Further, as described above, the present invention is applied to, for example, a camera, a strobe, a lens, a motor drive, an electric pan head,
When applied to an imaging device consisting of a combination of unit devices such as a remote controller, communication between each device unit,
Alternatively, when performing communication between each unit device or the photographing device and a general-purpose communication device such as a personal computer by asynchronous serial data communication, even if there is no signal line other than the serial data signal line, It is possible to restart the oscillation of the receiving clock, so that it is possible to stand by without consuming current, so the battery of the shooting device can be used even when shooting for a long time or when performing remote control. It is possible to prevent consumption. Further, since only one data receiving terminal is required for each unit device, there is no cost and no space is required.

[0036]

According to the present invention, in a data receiving device of a battery-powered small device for receiving asynchronous serial data, from the state where the receiving clock is stopped without using any signal other than the data signal line, The clock oscillation can be restarted and the subsequent serial data can be received.

[Brief description of drawings]

FIG. 1 is a block diagram of a first embodiment of a small battery-using device of the present invention.

FIG. 2 is a timing chart showing the operation of each unit in the first embodiment.

FIG. 3 is a block diagram of a data receiving apparatus according to a second embodiment of the present invention.

FIG. 4 is a flowchart showing an actual operation of the second embodiment.

FIG. 5 is a block configuration diagram of a data receiving apparatus according to a third embodiment of the present invention.

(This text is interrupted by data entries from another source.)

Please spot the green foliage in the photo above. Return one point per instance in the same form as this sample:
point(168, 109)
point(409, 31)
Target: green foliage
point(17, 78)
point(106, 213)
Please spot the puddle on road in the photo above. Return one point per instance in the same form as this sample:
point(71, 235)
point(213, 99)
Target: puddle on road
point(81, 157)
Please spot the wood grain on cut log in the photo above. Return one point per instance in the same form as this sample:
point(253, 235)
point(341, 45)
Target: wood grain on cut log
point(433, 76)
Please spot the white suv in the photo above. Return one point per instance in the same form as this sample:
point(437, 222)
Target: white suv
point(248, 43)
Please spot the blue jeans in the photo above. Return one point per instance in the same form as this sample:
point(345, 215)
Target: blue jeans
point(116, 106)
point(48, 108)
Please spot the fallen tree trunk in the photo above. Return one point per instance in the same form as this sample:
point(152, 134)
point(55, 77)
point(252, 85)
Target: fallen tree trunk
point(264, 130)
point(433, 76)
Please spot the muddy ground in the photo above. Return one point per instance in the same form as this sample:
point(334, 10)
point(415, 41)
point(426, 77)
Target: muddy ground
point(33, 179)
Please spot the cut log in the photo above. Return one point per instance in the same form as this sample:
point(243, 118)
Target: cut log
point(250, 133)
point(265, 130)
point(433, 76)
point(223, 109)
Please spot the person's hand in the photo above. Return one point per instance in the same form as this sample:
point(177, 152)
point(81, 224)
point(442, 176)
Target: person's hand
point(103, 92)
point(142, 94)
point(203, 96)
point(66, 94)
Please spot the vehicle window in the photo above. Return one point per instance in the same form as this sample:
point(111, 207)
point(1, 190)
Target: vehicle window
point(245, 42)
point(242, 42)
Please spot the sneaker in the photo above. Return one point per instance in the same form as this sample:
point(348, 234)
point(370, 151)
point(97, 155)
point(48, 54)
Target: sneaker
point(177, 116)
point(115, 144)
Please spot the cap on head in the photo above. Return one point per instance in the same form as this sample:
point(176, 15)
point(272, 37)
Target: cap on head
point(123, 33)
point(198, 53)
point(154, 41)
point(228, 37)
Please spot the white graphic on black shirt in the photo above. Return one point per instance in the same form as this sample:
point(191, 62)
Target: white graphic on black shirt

FIG. 6 is a flowchart showing an actual operation of the third embodiment.

[Explanation of symbols]

1 ... Receiving device, 2 ... Asynchronous serial data transmitting device,
3 ... Serial data receiving terminal, 4 ... Clock generator, 5
... Clock stop unit, 6 ... Clock oscillation restart unit, 7 ... Asynchronous serial data receiving unit, 8 ... Control unit, 31, 51 ...
CPU.

Claims (3)

[Claims] 1. An asynchronous serial data signal is received,
In a battery-powered small device that performs control based on the received data, a clock generation unit that generates a reception clock of the asynchronous serial data, and a reception unit that receives the asynchronous serial data in response to the reception clock. Clock stopping means for stopping the oscillation of the reception clock, and clock oscillation for restarting the oscillation of the clock in response to a signal change of the asynchronous serial data signal in the state where the oscillation of the reception clock is stopped. A data receiving apparatus for a small battery-powered device, comprising: a restarting unit. 2. The receiving means is configured to stop receiving the serial data immediately after restarting clock oscillation and receive the serial data after a predetermined time has elapsed. Data receiving device for small equipment using batteries. 3. Data reception in which oscillation of a data reception clock is restarted from a stopped state to an oscillation state in response to a change in an asynchronous serial data signal, and serial data after the oscillation is restarted is adopted as control data. In a data communication method for a battery-powered small device, which comprises an apparatus and a data transmitter for transmitting asynchronous serial data to the data receiver, the data receiver restarts oscillation of a reception clock, and then controls data. In the data communication method for a small battery-powered device, the data transmitter transmits dummy data unrelated to the control data until the start of reception.